Он стоял перед ней, этот большой и добрый бог санатория, становясь все нетерпеливей: он предложил ей уехать, а эта упрямая кошка поймала его на слове и ждет, чтобы он взял его обратно.
— Наши правила — а их совсем немного — установлены в ваших же интересах, — горячился он. — До чего бы мы докатились, если бы в санатории царила анархия?! А как же иначе? Ведь здесь не тюрьма, или вы другого мнения?
Лилиан улыбнулась.
— Я согласна с вами, — сказала она. — Теперь я уже не ваша пациентка. Вы можете опять говорить со мной как с человеком. А не как с ребенком или с арестантом.
Чемоданы были упакованы. Уже сегодня вечером, — думала Лилиан, — горы будут далеко позади. Впервые за много лет ее охватило чувство безмерного, смутного ожидания — она ждала не чего-то несбыточного, не чуда, которого надо дожидаться годами, она ждала того, что произойдет с ней в ближайшие несколько часов, Прошлое и будущее пришли в неустойчивое равновесие; Лилиан чувствовала не одиночество, а отрешенность от всего. Она ничего не брала с собой и не знала, куда едет.

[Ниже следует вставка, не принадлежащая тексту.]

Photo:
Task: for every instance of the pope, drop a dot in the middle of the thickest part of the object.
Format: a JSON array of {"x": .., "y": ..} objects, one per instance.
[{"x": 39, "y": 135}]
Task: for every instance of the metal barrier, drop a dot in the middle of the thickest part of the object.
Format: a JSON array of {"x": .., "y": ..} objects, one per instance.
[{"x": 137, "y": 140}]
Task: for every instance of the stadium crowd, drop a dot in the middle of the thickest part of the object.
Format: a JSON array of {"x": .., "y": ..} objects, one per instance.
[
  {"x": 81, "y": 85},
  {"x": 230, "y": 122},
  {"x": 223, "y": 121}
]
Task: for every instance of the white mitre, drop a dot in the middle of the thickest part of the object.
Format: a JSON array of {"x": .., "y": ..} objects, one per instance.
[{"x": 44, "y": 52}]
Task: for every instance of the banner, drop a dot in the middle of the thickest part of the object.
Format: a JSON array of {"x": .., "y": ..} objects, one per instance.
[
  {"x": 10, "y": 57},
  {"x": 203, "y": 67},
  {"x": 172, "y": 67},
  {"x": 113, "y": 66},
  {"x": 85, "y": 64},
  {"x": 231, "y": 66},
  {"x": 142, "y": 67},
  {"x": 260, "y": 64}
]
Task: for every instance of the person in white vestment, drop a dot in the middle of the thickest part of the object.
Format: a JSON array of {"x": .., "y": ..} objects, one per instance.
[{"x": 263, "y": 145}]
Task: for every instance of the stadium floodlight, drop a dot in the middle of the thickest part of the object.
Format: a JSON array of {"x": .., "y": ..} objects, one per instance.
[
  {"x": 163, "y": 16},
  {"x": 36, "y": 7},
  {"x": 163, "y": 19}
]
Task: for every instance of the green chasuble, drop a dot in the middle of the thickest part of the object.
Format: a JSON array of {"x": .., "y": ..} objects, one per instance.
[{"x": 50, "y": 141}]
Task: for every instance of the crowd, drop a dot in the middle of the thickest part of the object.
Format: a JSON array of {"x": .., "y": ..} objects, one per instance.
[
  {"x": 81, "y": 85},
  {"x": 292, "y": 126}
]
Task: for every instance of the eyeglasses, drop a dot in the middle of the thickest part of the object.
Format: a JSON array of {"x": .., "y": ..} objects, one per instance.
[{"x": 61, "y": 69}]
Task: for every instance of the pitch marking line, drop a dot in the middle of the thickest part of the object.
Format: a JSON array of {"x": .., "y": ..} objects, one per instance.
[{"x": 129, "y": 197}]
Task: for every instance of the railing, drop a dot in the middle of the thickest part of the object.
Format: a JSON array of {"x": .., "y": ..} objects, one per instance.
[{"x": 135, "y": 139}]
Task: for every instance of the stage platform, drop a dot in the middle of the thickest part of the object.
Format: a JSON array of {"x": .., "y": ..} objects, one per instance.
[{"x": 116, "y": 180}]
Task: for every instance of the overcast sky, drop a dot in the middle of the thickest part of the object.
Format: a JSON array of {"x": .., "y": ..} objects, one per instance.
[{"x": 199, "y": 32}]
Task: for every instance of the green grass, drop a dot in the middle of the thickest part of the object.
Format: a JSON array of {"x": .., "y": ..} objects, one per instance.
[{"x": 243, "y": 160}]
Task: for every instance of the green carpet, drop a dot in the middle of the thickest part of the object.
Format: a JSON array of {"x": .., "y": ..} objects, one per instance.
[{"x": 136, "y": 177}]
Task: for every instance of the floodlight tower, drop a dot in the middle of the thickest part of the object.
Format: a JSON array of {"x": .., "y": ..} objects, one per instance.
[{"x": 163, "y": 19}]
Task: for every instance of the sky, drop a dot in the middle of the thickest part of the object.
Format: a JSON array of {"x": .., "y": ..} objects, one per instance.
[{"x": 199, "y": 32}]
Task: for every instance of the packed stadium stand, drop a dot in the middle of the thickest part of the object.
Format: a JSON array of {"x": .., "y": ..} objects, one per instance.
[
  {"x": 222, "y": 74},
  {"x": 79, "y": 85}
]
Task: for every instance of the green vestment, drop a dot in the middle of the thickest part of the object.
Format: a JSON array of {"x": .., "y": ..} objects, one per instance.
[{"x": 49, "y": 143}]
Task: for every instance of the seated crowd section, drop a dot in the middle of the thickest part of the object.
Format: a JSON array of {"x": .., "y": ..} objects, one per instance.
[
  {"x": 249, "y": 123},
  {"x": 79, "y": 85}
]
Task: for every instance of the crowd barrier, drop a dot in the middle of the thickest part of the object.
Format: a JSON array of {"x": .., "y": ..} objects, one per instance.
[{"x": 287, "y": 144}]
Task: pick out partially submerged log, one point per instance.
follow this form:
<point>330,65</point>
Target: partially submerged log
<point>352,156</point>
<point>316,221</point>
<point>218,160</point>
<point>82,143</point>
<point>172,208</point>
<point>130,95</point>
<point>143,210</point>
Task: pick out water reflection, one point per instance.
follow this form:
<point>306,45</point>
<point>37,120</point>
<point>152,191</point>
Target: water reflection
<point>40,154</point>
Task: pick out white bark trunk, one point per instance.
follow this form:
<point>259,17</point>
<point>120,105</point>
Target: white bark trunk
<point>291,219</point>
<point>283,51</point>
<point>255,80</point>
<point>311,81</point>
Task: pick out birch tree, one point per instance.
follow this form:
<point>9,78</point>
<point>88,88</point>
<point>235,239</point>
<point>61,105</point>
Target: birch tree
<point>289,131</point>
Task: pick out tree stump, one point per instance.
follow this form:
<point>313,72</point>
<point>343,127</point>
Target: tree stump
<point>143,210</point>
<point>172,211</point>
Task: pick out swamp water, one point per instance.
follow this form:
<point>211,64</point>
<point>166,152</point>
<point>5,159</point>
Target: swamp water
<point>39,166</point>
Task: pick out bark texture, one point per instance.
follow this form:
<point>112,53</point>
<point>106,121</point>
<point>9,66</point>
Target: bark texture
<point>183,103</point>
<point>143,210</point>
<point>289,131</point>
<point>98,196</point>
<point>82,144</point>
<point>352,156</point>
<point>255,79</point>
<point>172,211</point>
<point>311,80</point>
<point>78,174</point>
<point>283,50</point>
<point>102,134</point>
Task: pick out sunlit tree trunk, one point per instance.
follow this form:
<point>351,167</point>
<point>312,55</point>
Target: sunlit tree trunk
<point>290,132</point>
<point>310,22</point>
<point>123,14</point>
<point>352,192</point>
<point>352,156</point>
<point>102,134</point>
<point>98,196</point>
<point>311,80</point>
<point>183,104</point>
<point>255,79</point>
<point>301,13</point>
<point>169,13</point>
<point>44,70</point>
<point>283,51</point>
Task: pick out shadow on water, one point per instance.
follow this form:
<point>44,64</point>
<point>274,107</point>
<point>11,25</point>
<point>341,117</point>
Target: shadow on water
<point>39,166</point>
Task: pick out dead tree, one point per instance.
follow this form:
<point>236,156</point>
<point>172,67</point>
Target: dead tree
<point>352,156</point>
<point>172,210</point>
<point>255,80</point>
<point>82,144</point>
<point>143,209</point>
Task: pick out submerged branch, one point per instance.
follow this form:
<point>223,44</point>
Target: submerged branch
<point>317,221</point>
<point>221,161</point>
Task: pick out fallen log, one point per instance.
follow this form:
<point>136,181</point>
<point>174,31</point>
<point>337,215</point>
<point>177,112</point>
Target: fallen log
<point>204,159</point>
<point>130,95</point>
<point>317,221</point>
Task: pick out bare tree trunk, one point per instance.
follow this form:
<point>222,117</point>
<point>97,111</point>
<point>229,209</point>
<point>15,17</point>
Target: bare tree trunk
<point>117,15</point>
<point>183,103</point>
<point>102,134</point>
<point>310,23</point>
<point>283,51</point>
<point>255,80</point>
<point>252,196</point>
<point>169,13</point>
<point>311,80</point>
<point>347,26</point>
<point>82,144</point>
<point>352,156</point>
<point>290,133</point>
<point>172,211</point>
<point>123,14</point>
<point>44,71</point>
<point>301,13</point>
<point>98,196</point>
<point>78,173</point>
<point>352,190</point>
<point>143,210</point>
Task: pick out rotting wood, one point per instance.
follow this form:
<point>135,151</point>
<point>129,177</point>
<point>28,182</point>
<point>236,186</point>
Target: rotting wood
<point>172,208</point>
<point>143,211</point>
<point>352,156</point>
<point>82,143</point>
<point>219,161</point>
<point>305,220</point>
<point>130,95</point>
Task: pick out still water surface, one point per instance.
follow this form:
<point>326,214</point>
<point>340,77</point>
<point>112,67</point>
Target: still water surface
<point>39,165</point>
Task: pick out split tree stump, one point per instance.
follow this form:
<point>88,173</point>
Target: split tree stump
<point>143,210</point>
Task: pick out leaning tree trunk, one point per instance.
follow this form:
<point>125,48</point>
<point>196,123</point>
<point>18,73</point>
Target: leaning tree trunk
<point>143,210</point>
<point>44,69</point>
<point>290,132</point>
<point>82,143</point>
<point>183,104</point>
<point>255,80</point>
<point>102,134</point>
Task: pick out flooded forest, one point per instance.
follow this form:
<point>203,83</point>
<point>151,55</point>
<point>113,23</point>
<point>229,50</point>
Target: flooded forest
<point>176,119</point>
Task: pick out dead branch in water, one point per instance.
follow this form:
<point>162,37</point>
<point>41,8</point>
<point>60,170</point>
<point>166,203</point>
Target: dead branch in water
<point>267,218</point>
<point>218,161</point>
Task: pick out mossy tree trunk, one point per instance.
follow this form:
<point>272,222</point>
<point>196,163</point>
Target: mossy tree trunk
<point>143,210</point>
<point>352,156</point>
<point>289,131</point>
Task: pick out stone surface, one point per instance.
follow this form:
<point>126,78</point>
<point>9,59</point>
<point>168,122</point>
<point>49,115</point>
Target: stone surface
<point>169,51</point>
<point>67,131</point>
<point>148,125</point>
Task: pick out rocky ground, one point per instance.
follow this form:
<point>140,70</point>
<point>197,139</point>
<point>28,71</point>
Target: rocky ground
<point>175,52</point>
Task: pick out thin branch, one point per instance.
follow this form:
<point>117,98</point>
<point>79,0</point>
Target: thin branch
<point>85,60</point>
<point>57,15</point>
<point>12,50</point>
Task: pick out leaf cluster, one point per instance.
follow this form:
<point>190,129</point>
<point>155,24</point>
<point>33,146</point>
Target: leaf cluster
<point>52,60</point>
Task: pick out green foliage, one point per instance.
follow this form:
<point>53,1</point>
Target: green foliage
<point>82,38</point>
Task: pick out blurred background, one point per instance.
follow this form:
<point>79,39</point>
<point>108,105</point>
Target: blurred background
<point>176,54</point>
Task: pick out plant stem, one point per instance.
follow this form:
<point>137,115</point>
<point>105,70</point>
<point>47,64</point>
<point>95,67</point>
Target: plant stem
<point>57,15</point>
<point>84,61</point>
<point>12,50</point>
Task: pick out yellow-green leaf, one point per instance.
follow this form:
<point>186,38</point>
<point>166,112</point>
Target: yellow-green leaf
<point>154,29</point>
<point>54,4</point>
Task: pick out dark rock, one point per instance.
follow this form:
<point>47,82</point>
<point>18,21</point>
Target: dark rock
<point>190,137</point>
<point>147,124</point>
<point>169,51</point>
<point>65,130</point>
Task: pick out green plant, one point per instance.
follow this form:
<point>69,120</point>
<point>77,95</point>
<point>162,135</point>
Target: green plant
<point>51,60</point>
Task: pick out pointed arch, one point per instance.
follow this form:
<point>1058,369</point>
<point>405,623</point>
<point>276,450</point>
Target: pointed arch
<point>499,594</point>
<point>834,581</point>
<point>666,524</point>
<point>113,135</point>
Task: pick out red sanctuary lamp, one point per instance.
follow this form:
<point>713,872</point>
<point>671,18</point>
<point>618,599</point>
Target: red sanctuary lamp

Она боялась, что Волков придет опять, и в то же время желала увидеть его еще раз. Вдруг за дверью послышались царапанье и тихий лай. Лилиан открыла. В комнату вбежала овчарка Волкова. Собака любила ее и часто приходила без хозяина, но сейчас Лилиан решила, что Борис с умыслом послал к ней собаку. Однако Волков не появлялся.
Закрыв дверь, она кралась по белому коридору, как вор, пытающийся скрыться. Она надеялась незаметно прошмыгнуть через холл, но старшая сестра поджидала ее у лифта.
— Профессор велел еще раз передать вам, что вы можете остаться.
— Спасибо, — сказала Лилиан и пошла дальше.
— Будьте благоразумны, мисс Дюнкерк. Вы не знаете, в каком вы состоянии. Сейчас вам нельзя менять климат. Летом — может быть…
Лилиан продолжала идти.
Несколько человек, сидевших за столиками для игры в бридж, подняли головы; больше в холле никого не оказалось — в санатории был мертвый час.
Борис не пришел. Хольман стоял у выхода.
— Если уж вы непременно решили ехать, то поезжайте хотя бы по железной дороге, — сказала старшая сестра.